そんな心象が、朱儀からばんばん伝わってくるので、夕凪が雑になぐさめた。
(こんどっ、ねっ、こんど!)
(あーっ、うーなぎきてるっ、いっぱい!)
左から一体、右からいっぱいだ。
ストーンゴーレムが山腹の斜面で足を滑らせつつ、近付いてくるのが見える。
(きりっ)
(うんっ)
((せーのーっ!))
夕凪と霧乃が、息を合わせて長い尻尾を持ち上げる。
いつものように、尻尾の根元へちょっと力を入れるだけでは、全く動いてくれないのだ。
ちゃんと尻尾の先まで意識を凝らせないと、ちっとも上がってくれない。
(きり、もうちょっと!)
(うーっ、おもーい!)
持ち上げた尻尾の先は、天高くそびえて不安定に揺らめいていた。
二人は心象を通して、軌道を細やかに調整し合う。
(いくよっ)
(うんっ)
のたうつ尻尾を抑え込みながら、一番近くのストーンゴーレムに狙いを定めた。
((いけーっ!))
気合いと共に遥か高みから振り落とされた尻尾は、ストーンゴーレムの脇にそれ、地面に叩き付けられる。

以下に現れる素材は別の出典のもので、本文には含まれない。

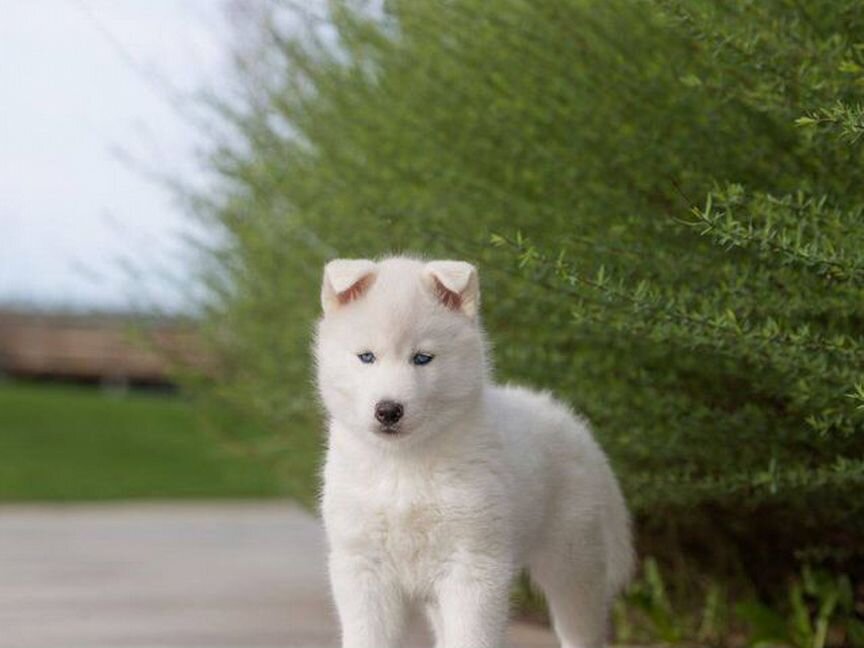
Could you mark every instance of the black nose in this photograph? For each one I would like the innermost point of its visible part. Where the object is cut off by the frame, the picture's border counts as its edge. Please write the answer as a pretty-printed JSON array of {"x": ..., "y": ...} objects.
[{"x": 388, "y": 412}]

亜音速の衝撃が一気に地面へ開放され、その瞬間爆発的な土煙を巻き上げた。
(あーっ、うーなぎおしいっ!)
(くそーっ!)
その破壊力の凄まじさに、朱儀が興奮してしまった。
(あーっ、あーっ!)
ただでさえ楽市から湧き上がる瘴気を浴びて興奮気味なのに、今の衝撃は朱儀の琴線をガッツリ震わせてしまったのだ。
(あ゛ーっ、う゛ーっ!)
暴れる朱儀を夕凪が、必死でなだめた。